Harrowing Heathrow – London, England, United Kingdom, Europe
London's Heathrow airport was interesting again. Though I was merely transiting (Amsterdam to Los Angeles), security was tight.
This is how it works:
- Stage 1: Stand in a long line
- Stage 2: Stand in a longer line
- Stage 3: Remove garments, undergarments, spectacles, false teeth, pacemaker and socks. Place in a plastic case. Stand in another line and pass through a security check where a robust gentleman examines every pore of your body.
- Stage 4: Stand in a long line and wear your clothes in full view of six gazillion laughing passengers.
There were 1,356,287 people ahead of me. "Expect delays", advised a board.
I missed my flight after waiting for three days in the queue.

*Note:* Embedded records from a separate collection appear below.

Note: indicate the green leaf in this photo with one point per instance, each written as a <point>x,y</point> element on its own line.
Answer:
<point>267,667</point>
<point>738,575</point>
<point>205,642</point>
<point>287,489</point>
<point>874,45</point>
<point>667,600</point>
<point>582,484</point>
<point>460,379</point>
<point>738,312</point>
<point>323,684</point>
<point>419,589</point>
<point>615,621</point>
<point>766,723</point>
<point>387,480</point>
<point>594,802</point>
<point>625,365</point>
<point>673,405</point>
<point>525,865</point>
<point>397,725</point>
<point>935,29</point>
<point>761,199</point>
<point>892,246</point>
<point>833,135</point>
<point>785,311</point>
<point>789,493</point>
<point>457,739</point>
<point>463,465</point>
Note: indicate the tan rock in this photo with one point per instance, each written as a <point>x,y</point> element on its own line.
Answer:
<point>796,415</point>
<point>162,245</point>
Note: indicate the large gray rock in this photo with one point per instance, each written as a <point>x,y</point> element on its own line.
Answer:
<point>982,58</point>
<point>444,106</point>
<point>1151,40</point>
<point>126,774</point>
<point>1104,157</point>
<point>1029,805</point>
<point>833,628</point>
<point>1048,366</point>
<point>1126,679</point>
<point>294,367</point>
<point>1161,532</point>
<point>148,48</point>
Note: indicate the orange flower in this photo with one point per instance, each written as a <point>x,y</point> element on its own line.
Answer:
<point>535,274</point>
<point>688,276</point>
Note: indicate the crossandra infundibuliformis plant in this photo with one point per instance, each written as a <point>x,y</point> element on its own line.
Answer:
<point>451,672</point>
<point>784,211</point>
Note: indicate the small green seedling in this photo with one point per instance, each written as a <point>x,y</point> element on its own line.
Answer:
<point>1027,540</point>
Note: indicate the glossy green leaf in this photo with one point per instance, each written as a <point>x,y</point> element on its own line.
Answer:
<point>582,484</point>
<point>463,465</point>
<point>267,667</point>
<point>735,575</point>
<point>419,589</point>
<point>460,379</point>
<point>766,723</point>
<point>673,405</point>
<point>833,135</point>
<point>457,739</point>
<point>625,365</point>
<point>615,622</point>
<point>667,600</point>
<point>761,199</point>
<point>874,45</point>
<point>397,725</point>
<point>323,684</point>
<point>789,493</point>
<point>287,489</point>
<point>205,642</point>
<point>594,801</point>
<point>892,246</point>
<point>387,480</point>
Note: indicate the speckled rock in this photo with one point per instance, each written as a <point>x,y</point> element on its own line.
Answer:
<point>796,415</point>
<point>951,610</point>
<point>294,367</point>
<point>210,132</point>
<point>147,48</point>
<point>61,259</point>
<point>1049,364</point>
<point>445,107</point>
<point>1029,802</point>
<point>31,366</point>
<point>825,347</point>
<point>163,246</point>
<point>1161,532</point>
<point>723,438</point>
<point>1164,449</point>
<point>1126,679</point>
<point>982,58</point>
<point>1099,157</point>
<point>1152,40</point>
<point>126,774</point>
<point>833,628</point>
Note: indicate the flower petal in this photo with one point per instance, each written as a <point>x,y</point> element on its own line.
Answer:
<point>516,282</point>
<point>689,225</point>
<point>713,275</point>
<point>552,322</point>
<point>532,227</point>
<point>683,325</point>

I went up to customer service and climbed over the corpse of an expired ex-passenger who had spent, it was rumoured, an entire lifetime waiting to board a flight – he was still clutching his discounted child-fare ticket in the bony, aged fingers of his right hand while holding a rattle in his left hand.

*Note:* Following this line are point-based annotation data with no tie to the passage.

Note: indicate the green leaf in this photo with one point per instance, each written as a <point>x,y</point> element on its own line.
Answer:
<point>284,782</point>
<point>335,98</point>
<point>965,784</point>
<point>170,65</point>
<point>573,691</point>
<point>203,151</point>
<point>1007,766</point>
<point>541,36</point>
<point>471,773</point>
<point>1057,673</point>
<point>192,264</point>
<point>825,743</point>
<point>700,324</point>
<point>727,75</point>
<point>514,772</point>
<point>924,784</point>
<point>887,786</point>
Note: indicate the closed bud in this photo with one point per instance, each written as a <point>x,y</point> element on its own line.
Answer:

"I missed my flight," I said.
"How come?" asked the pretty lady, looking at her monitor and tapping away at the keys.
”I've been in the security queue for three days."

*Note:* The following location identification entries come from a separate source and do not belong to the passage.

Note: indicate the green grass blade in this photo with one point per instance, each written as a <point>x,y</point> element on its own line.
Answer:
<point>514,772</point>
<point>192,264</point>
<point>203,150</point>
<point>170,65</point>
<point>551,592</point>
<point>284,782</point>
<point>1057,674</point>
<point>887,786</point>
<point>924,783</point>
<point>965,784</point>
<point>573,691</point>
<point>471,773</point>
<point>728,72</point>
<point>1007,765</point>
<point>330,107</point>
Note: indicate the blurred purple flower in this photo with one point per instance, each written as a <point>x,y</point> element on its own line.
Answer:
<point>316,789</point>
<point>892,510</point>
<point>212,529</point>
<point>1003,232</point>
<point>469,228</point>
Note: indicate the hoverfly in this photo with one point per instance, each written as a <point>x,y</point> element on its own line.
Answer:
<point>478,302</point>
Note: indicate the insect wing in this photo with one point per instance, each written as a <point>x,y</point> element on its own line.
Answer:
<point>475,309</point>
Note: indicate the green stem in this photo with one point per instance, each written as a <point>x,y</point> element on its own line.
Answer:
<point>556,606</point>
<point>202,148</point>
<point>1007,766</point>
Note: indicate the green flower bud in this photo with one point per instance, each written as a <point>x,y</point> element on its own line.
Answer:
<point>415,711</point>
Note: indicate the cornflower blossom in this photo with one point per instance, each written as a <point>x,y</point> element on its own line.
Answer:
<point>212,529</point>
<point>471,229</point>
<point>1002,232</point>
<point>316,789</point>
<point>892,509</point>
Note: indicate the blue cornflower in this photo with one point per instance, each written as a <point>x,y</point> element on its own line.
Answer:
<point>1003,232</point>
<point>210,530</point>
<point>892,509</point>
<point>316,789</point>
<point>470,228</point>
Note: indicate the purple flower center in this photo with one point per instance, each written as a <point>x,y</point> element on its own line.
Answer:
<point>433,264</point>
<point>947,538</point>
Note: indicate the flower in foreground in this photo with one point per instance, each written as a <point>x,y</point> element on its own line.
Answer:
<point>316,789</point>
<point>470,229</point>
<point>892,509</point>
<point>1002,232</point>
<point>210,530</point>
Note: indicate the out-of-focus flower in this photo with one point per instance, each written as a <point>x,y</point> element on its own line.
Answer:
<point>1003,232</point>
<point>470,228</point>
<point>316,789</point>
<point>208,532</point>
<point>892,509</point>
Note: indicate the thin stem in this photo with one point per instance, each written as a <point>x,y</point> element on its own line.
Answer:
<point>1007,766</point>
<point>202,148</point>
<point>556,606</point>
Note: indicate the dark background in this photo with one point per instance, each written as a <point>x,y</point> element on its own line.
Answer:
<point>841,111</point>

She looked up, her eyes wide, horrified. "Three days? THREE days?"
"Yes, three days."
"Sir, you are required to be at the airport one month before your actual flight! Everyone knows that!"
"A month? Isn't that a bit much?" I asked, dodging a lady behind me who had just fainted due to dehydration and starvation. She would possibly continue in this manner until she expired. Naturally, she would miss her flight.
"Security precautions. Anyway, let me see what we can do."
She liked my three-day-old stubble. She asked me to weigh myself on the machine next to her. Then she printed off a baggage tag, placed a bar code on my forehead, trussed me up, and sent me through to the cargo area from where I and some other passengers were lifted by a forklift and placed in the cargo hold of another LA bound flight – which is where I'm writing this letter, in pitch darkness using batteries. I shall download this letter to the board via parachute, I guess.